Symbole au ras du sol
Un homard. Un cerf. Dès le titre, les films de Yorgos Lanthimos affichent une symbolique forte que le cinéaste grec va dérouler tout du long. Il nous a d’ailleurs habitués à ça depuis un moment, plaçant au centre de ses oeuvres la question du choix et de ses conséquences, saupoudrant le tout de quelques scènes provocantes et sibyllines à souhait. Dans ce Cerf sacré, il y a un secret inavouable : la mort du père de Martin, a priori provoquée accidentellement par le docteur Steven. Pour se venger, Martin imagine un plan d’une cruauté sans égale : faire tomber un à un les membres de la famille jusqu’à ce que Billy décide de tuer l’un des siens ; dans ce cas, la malédiction – ou la maladie selon l’endroit d’où on se place – prendra fin.
Plan en bois
Pendant 1h30, Colin le cerf sacré s’interroge, mais avec beaucoup de silence et un visage monolithique.

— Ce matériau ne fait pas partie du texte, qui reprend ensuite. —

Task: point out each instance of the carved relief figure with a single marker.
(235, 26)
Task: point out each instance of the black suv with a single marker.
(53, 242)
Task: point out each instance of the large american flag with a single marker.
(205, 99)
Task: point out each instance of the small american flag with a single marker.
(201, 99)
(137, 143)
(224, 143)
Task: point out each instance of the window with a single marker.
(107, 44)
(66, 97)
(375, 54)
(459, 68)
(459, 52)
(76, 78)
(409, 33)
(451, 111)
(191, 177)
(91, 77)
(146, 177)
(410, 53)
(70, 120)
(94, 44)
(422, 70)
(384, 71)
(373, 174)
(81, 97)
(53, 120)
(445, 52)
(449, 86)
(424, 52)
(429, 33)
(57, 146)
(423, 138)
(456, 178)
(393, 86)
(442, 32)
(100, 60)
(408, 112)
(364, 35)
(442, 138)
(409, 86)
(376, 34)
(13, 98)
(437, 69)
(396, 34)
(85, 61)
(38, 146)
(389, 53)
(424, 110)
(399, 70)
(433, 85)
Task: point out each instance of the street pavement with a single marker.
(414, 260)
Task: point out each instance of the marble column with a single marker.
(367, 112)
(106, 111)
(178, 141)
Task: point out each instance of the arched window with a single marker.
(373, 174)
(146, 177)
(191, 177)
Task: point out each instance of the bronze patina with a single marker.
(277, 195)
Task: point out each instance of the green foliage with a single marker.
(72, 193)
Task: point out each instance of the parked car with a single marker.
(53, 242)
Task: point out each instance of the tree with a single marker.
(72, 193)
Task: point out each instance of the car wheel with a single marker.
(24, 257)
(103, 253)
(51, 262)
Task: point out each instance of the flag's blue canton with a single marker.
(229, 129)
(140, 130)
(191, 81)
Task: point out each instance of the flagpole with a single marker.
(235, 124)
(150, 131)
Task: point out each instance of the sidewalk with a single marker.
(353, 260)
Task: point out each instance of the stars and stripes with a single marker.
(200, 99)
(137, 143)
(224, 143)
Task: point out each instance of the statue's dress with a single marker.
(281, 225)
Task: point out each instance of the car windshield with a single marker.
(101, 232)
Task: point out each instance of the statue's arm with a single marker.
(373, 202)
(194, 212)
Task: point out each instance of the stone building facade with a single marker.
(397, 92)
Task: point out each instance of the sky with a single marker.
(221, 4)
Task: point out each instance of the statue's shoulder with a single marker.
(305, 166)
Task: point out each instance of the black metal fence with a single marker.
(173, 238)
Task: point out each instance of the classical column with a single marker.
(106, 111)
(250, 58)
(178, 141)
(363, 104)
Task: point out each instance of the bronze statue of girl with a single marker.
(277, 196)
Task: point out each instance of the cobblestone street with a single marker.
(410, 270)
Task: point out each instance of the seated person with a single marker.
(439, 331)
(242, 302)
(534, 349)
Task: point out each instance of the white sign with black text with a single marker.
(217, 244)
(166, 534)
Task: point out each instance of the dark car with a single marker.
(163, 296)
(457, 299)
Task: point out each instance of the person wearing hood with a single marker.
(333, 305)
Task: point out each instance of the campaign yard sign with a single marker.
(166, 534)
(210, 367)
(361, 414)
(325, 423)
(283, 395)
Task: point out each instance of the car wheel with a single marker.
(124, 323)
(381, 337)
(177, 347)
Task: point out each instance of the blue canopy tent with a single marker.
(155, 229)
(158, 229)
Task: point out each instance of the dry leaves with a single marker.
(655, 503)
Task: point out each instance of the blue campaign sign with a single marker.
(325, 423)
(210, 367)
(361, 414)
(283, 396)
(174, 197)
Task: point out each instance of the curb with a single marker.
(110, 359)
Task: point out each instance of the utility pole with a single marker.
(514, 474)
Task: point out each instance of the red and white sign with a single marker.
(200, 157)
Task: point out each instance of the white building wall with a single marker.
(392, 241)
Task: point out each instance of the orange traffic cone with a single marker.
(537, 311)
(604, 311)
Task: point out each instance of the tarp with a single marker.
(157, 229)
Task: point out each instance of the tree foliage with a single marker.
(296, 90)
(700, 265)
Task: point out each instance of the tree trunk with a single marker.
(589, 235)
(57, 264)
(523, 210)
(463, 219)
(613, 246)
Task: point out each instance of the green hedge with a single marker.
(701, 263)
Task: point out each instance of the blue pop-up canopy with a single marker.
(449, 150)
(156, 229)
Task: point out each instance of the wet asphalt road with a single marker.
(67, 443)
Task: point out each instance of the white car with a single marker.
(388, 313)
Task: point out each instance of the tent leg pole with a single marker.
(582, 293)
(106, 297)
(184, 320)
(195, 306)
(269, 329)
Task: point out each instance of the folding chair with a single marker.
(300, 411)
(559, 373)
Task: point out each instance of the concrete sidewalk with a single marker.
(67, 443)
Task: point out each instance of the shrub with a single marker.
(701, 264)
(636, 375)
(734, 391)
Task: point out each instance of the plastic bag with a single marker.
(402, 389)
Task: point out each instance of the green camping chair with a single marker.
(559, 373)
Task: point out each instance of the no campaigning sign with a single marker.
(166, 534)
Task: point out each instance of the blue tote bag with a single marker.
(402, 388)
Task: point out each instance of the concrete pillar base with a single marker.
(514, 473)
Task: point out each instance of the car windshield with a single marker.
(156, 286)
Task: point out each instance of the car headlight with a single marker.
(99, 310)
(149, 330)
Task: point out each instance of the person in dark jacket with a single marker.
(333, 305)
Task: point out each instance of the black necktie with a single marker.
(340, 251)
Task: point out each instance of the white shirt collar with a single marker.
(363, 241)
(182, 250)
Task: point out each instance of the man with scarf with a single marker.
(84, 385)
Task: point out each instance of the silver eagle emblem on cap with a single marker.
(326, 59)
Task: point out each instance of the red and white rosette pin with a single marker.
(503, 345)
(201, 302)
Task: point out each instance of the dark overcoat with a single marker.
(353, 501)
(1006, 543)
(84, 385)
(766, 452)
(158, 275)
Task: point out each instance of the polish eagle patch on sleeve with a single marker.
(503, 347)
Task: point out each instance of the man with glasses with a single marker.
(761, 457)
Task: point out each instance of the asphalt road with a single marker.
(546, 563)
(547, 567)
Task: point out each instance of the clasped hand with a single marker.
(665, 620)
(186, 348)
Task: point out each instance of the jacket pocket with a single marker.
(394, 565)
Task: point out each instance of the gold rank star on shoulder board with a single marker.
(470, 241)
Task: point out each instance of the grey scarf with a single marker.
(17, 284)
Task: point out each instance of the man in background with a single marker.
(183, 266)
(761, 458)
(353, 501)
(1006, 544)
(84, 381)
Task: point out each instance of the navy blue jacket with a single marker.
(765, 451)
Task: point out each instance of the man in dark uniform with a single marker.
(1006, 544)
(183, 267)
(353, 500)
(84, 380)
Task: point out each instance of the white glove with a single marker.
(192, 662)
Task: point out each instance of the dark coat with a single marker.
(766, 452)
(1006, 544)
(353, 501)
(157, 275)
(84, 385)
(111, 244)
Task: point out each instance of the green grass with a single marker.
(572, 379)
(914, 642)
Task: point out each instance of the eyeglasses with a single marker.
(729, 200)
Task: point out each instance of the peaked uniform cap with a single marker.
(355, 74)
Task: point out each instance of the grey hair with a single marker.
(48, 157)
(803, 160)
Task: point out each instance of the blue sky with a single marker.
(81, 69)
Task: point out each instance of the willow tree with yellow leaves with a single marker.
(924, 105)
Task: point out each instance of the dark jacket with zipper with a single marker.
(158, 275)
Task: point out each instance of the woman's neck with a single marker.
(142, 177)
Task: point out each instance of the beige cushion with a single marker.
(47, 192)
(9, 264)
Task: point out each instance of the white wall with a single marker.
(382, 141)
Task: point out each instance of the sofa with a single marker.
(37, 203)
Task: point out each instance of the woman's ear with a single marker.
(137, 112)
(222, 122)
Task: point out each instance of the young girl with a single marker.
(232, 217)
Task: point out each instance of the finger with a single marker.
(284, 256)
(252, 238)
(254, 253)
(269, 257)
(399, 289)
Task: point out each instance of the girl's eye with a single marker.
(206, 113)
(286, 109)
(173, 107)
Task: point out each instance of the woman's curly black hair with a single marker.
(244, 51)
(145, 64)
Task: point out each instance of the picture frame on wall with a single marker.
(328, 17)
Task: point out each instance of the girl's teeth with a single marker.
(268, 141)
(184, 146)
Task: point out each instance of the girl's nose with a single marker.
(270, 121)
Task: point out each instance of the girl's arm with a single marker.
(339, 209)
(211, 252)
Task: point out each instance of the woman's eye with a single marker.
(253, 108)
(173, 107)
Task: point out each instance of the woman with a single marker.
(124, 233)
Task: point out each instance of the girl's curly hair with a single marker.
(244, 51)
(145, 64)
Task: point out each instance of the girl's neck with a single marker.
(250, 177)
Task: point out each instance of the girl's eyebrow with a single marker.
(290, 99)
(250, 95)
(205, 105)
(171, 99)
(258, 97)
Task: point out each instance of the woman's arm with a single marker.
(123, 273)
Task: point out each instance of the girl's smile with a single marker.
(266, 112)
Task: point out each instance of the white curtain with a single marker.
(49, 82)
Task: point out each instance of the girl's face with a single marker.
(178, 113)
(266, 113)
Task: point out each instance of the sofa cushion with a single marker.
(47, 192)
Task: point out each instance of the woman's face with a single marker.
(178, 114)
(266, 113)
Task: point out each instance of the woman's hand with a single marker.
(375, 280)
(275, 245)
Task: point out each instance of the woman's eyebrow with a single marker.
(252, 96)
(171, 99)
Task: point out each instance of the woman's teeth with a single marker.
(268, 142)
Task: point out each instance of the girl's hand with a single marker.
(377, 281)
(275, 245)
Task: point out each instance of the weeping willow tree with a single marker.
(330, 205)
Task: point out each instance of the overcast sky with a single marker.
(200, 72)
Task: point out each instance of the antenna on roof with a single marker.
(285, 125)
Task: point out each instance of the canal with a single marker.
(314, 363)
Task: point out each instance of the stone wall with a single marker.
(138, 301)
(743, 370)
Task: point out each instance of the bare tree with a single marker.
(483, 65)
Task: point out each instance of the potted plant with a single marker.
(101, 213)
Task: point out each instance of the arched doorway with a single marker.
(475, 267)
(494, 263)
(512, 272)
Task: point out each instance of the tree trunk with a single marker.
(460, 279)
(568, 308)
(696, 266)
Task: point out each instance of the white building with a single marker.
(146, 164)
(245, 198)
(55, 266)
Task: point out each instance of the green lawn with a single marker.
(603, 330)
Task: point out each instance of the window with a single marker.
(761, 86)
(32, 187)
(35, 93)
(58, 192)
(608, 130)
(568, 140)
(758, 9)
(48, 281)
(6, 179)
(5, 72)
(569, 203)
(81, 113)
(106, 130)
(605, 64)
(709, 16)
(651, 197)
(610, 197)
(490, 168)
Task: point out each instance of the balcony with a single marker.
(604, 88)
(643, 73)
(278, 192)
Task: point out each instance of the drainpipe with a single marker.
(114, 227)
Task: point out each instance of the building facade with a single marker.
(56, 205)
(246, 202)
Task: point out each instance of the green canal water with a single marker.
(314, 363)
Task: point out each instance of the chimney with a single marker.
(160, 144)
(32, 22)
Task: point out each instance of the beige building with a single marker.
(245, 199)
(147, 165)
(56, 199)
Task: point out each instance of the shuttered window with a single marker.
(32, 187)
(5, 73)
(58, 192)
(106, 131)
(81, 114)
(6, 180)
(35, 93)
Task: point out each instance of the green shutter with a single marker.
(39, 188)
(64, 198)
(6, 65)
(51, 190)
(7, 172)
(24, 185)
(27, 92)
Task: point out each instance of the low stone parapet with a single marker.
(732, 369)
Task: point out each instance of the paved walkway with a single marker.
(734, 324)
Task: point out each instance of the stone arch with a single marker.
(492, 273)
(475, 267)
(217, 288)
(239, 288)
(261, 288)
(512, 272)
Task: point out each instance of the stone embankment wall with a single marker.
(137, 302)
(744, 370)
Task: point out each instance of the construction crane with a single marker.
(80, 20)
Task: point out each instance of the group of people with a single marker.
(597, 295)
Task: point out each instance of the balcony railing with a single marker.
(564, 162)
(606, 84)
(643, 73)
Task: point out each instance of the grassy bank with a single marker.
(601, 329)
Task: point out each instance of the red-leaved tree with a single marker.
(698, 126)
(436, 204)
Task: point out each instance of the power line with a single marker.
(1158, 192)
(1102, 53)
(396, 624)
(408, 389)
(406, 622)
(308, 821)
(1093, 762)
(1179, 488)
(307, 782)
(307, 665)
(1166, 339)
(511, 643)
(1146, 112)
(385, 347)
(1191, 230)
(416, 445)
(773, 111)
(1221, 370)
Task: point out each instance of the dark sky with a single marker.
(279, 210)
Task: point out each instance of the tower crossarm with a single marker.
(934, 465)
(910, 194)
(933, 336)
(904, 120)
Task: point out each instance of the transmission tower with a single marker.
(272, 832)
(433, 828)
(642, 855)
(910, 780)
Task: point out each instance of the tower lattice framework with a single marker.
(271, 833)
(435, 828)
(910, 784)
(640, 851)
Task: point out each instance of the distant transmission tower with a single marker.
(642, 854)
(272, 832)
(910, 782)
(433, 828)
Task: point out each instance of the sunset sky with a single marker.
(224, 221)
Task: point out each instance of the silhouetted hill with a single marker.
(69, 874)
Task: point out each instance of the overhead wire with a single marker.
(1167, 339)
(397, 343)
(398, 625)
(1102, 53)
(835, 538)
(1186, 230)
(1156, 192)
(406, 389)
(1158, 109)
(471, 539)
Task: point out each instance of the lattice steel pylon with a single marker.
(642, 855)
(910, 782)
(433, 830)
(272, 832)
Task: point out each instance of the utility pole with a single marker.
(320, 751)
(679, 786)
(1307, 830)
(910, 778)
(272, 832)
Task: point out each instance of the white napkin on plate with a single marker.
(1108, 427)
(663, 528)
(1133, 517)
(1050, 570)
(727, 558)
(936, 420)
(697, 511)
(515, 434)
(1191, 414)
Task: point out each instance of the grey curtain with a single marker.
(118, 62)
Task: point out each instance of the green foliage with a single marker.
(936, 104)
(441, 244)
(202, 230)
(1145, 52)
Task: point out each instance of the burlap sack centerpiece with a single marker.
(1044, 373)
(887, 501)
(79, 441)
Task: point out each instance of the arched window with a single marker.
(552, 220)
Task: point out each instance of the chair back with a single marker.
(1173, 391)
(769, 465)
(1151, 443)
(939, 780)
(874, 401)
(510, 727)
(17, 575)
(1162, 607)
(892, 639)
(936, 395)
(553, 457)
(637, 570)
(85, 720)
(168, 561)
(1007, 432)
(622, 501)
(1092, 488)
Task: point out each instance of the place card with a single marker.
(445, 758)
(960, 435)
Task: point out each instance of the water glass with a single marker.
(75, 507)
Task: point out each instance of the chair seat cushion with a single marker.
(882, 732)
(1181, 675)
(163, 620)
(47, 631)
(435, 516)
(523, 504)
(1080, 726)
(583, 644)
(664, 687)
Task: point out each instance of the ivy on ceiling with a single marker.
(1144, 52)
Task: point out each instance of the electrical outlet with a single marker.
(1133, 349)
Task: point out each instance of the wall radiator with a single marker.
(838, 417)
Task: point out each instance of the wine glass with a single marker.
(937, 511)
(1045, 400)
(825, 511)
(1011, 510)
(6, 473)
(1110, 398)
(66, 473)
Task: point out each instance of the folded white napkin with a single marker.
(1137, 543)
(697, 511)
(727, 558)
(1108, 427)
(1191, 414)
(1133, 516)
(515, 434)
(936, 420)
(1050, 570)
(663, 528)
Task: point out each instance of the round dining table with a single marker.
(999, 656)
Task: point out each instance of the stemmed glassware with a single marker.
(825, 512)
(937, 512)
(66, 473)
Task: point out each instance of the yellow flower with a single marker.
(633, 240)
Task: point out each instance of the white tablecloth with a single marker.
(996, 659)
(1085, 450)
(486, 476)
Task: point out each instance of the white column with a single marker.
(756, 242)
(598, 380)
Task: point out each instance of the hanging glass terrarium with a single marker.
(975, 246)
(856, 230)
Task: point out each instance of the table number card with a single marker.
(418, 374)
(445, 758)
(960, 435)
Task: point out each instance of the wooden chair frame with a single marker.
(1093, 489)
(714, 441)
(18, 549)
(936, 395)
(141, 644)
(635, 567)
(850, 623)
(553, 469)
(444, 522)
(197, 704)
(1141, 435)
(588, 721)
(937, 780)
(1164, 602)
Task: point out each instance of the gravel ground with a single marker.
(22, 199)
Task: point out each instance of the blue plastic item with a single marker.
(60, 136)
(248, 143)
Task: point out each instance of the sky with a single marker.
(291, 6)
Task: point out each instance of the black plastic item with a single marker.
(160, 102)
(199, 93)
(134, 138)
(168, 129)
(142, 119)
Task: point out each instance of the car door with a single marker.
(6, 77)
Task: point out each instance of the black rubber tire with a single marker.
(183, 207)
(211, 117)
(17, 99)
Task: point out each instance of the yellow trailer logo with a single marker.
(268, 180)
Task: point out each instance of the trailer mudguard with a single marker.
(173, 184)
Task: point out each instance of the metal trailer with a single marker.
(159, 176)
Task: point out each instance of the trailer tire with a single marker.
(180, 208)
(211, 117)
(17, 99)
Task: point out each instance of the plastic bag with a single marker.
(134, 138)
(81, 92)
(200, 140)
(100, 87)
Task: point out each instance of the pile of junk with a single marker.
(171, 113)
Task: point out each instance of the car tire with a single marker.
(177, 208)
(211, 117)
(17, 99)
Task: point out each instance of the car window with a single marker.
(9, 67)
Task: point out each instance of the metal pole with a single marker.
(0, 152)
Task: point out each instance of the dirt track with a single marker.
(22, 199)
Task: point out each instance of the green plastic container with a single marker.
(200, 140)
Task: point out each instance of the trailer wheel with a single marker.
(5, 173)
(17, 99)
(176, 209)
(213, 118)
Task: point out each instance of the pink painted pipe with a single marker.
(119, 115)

Ce sont surtout les véritables victimes de cette machination (les deux enfants et la mère, campée par une belle et froide Nicole Kidman) qui font preuve de sentiments et d’instinct de survie : les enfants tentent, l’un après l’autre, de séduire leur père, la mère envisage l’avenir sans l’un de ses enfants. Pendant ce temps, le père en est réduit à consulter le directeur de l’école de sa progéniture pour savoir lequel de ses deux enfants est le meilleur. Il y a dans Mise à mort du cerf sacré un ramassis de péripéties caricaturales, qu’on verrait plus dans un épisode de Spirou dopé aux Idées noires que dans une œuvre de cinéma ambitieuse. Jamais la famille ne cherche à destituer le père, « cerf de famille » sacré. Interdit de remettre en cause les actes et décisions du chef de la meute ? C’est justement ce qui devrait différencier les hommes des animaux : le libre arbitre. Et sur ce libre arbitre, Yorgos Lanthimos, pas très inspiré, fait le silence absolu.
Cerf veule
Pourtant oui, l’ambition déborde de Mise à mort du cerf sacré. De l’ambition et beaucoup de prétention appuyée par des plans mystérieux et silencieux. Chez Yorgos Lanthimos, il semble entendu que des personnages se taisent par érudition, et pas simplement parce qu’ils n’ont rien à dire. Visuellement, Mise à mort du cerf sacré est ampoulé et maniériste, l’orchestration faite de musique et de sonorités « mentales » est insistante et accompagne de nombreux ralentis que n’auraient pas reniés Chow Yun-fat et John Woo à l’époque du Syndicat du crime. Autant d’éléments qui appuient le discours philosophique du film. On ne peut pourtant s’empêcher de penser que ça ne vole pas très haut, en tout cas bien en-dessous de ce que Lanthimos promet.
Grec indigeste
Ce qui rend enfin ce Cerf sacré assez indigeste, c’est la sensation de déjà-vu chez le cinéaste grec. Ses films font penser à. A d’autres films, d’autres livres, souvent plus réussis, en tout cas plus humbles. Les films de Yorgos Lanthimos fonctionnent comme un agglomérat d’œuvres qu’il a ingérées et digérées pour mieux les reconstituer. Dans Mise à mort du cerf sacré, il y a un peu de toutes ces séries B et autres revenge movies jubilatoires, divertissants et non moins intelligents – The Box et La Piel que habito, par exemple, préfigurent à eux deux Mise à mort du cerf sacré. Yorgos Lanthimos balaie tout un pan de cinéma moins complexé, moins pompier, moins grandiloquent mais tout aussi inventif, alors qu’il aurait pu rendre hommage à ces faiseurs d’histoires qui ont construit et nourri la culture ciné et une réflexion sur l’état du monde ou le sens de nos actions. Et respecter ainsi le spectateur.
Mise à mort du cerf sacré (The Killing of a Sacred Deer) de Yorgos Lanthimos, avec Colin Farrell, Nicole Kidman, Barry Keoghan… Angleterre, Etats-Unis, 2017. En compétition au 70e Festival de Cannes.